Straub sent his alter ego (and sometimes collaborator) Tim Underhill back to Millhaven in 2003's LOST BOY LOST GIRL, a haunted house/serial killer/ghost story which netted the author both a Bram Stoker and an International Horror Guild Award for best novel. In that book, readers saw a melancholy Underhill struggling to cope with his beloved nephew's apparent death; attempting to assuage his profound grief, he pieces together a supernatural explanation to account for the boy's disappearance. In IN THE NIGHT ROOM, we discover that the events of LOST BOY LOST GIRL still haunt Underhill, but not in the way one might expect. LOST BOY LOST GIRL, it now appears, was the novel Underhill wrote to cope with the experience, featuring a character named Tim Underhill. Underhill's fictional vision is so powerful, however, that it resonates in another dimension, where Joseph Kalendar, the deceased serial killer who figured so prominently in LOST BOY LOST GIRL, reads the "perfect" version of the novel, becoming maddened and enraged over Underhill's portrayal of his daughter Lily.
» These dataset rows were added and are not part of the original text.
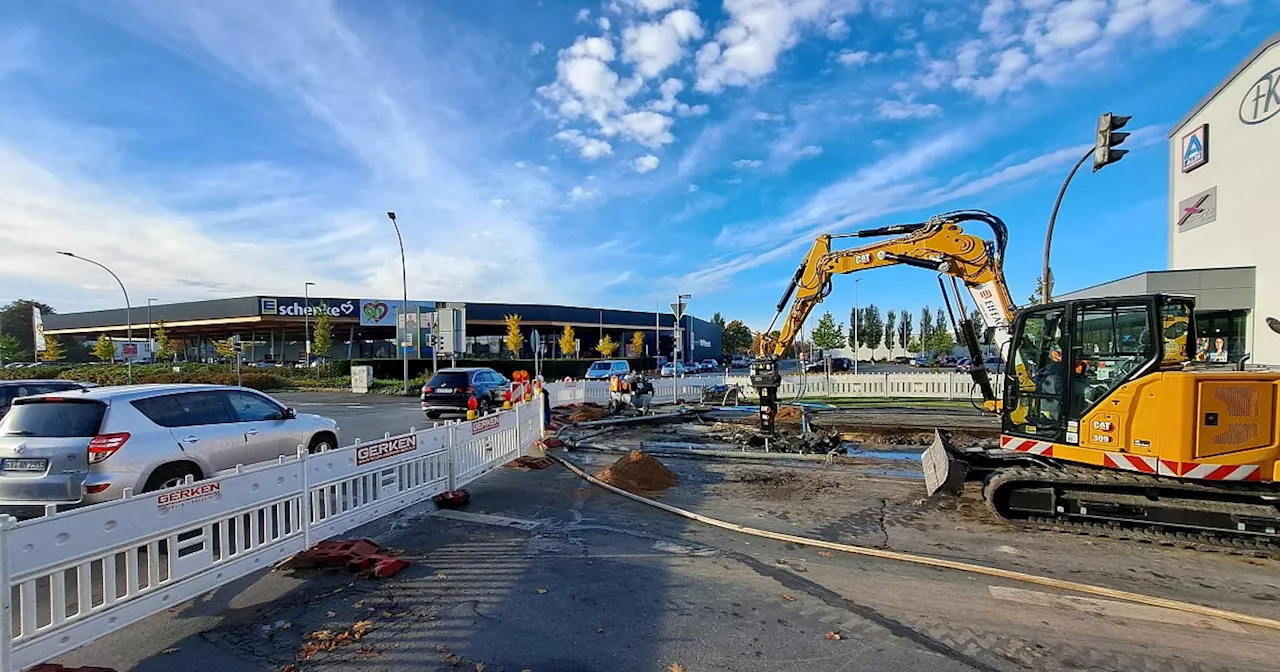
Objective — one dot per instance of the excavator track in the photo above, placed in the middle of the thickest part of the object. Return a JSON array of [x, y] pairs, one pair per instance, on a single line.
[[1203, 516]]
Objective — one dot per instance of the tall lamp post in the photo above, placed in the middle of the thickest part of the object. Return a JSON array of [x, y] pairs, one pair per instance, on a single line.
[[150, 301], [128, 310], [405, 306], [306, 323]]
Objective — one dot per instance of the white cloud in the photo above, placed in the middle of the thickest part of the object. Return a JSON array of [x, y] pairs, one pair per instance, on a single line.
[[583, 193], [656, 46], [748, 48], [837, 30], [905, 109], [854, 58], [588, 147], [645, 163]]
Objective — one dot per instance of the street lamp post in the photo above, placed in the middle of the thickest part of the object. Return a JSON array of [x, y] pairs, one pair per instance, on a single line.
[[306, 323], [405, 305], [128, 310]]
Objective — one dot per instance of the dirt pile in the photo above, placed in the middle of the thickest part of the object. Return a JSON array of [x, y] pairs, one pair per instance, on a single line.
[[639, 472], [789, 414], [588, 412]]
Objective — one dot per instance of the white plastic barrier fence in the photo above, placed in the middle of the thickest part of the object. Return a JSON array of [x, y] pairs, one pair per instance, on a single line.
[[72, 577], [949, 385]]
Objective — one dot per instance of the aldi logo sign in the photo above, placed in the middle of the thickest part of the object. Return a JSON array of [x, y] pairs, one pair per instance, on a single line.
[[374, 452]]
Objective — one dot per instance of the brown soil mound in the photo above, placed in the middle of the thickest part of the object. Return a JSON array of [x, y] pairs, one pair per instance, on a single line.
[[789, 412], [638, 472], [588, 412]]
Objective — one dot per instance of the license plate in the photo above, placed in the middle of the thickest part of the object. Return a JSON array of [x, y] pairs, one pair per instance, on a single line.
[[23, 464]]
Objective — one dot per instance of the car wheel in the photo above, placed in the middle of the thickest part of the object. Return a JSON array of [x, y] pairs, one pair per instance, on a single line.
[[320, 444], [170, 476]]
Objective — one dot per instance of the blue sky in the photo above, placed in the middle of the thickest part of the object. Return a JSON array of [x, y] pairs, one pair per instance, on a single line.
[[580, 152]]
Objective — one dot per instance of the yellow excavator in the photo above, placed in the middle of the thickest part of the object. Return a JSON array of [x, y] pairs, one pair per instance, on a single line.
[[1107, 424]]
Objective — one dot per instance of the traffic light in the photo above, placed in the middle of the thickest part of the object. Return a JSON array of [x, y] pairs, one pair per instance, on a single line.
[[1107, 138]]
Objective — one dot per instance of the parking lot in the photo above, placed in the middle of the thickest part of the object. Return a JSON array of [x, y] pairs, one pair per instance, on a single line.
[[547, 572]]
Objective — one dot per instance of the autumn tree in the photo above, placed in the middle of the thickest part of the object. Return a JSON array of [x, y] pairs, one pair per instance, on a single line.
[[323, 338], [607, 346], [827, 334], [515, 339], [737, 338], [53, 351], [104, 350], [567, 342], [165, 351]]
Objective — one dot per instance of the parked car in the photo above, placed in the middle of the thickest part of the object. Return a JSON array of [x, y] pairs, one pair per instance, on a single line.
[[82, 447], [606, 369], [449, 391], [12, 389]]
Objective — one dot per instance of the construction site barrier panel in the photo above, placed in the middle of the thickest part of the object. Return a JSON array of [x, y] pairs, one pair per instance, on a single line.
[[71, 577]]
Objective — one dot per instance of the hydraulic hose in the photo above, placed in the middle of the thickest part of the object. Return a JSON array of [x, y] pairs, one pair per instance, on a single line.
[[1137, 598]]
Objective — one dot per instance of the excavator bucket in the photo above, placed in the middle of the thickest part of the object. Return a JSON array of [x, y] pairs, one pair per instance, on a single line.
[[944, 471]]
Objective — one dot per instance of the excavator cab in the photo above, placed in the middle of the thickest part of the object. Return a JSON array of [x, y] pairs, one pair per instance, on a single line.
[[1069, 356]]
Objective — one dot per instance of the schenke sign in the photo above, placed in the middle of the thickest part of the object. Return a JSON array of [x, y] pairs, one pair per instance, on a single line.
[[300, 306]]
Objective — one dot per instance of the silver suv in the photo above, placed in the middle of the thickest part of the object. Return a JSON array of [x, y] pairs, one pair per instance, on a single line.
[[88, 446]]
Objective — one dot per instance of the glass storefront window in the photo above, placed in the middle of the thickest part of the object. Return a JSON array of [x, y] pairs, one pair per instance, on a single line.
[[1220, 336]]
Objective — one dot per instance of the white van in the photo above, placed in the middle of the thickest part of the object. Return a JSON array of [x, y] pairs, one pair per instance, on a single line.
[[606, 369]]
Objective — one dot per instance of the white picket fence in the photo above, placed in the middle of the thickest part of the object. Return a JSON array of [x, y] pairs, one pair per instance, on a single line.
[[76, 576], [923, 385]]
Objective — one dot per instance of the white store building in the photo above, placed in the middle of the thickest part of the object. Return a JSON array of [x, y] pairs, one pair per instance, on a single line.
[[1224, 215]]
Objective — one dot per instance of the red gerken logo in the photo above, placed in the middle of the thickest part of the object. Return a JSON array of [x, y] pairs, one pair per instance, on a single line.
[[374, 452], [182, 496]]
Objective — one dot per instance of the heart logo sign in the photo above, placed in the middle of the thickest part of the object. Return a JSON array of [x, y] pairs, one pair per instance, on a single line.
[[375, 312]]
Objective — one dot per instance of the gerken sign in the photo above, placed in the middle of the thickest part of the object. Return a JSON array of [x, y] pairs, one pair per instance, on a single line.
[[300, 306], [373, 452], [183, 496]]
Kalendar is so affronted by this perceived injustice that he reaches out from beyond the grave to strike at his tormentor; Underhill thus finds himself desperately trying to set things right in order to stave off the killer's increasingly devastating attacks. Complicating his already complex existence, another rent in the fabric of reality produces a truly fantastic traveling companion for Underhill, young adult author Willy Bryce Patrick, whose true origins won't be revealed here for fear of reducing the impact of the surprises Straub has in store for his audience. Thrown together, the duo comes to realize that some debts are so steep they require the ultimate sacrifice.
IN THE NIGHT ROOM is beautifully written, boasting Straub's characteristic inventiveness and humor. A deep affection for his varied cast is also evident. Tim Underhill and Willy Patrick are especially captivating, as is book collector Jasper Dan Kohle, Straub's most menacing villain since GHOST STORY's Gregory Bate (yes, even more loathsome than Dick Dart!). Straub toys with several compelling notions in this novel, among them the "Borgesian" idea of the "real book" ("The one you were supposed to write, only you screwed it up."), a creator's love for his creations, and the power of fiction to make sense of reality. As Straub writes of Underhill, "Tim Underhill was like a kind of Scheherazade, telling stories to save his life. Fiction gave him entry into the worst and darkest places of his life, and that entry put the pain and fear and anger right in his own hands, where he could transform them into pleasure." One suspects this is much the way Straub feels about writing himself.
The novel also adds to the list of fictional novels that you wish you had a chance to read, Straub being responsible for more than a few of these over the years. Now, in addition to books like Underhill's THE DIVIDED MAN (first mentioned in KOKO), Don Wanderley's THE NIGHTWATCHER (from GHOST STORY), and Hugo Driver's NIGHT JOURNEY (the fantasy novel at the heart of THE HELLFIRE CLUB), you'll find yourself longing to read Willy Bryce's third YA novel, the Newberry Award winning IN THE NIGHT ROOM. Unfortunately, that's a possibility that's not likely to materialize in this reality. Perhaps, though, in another?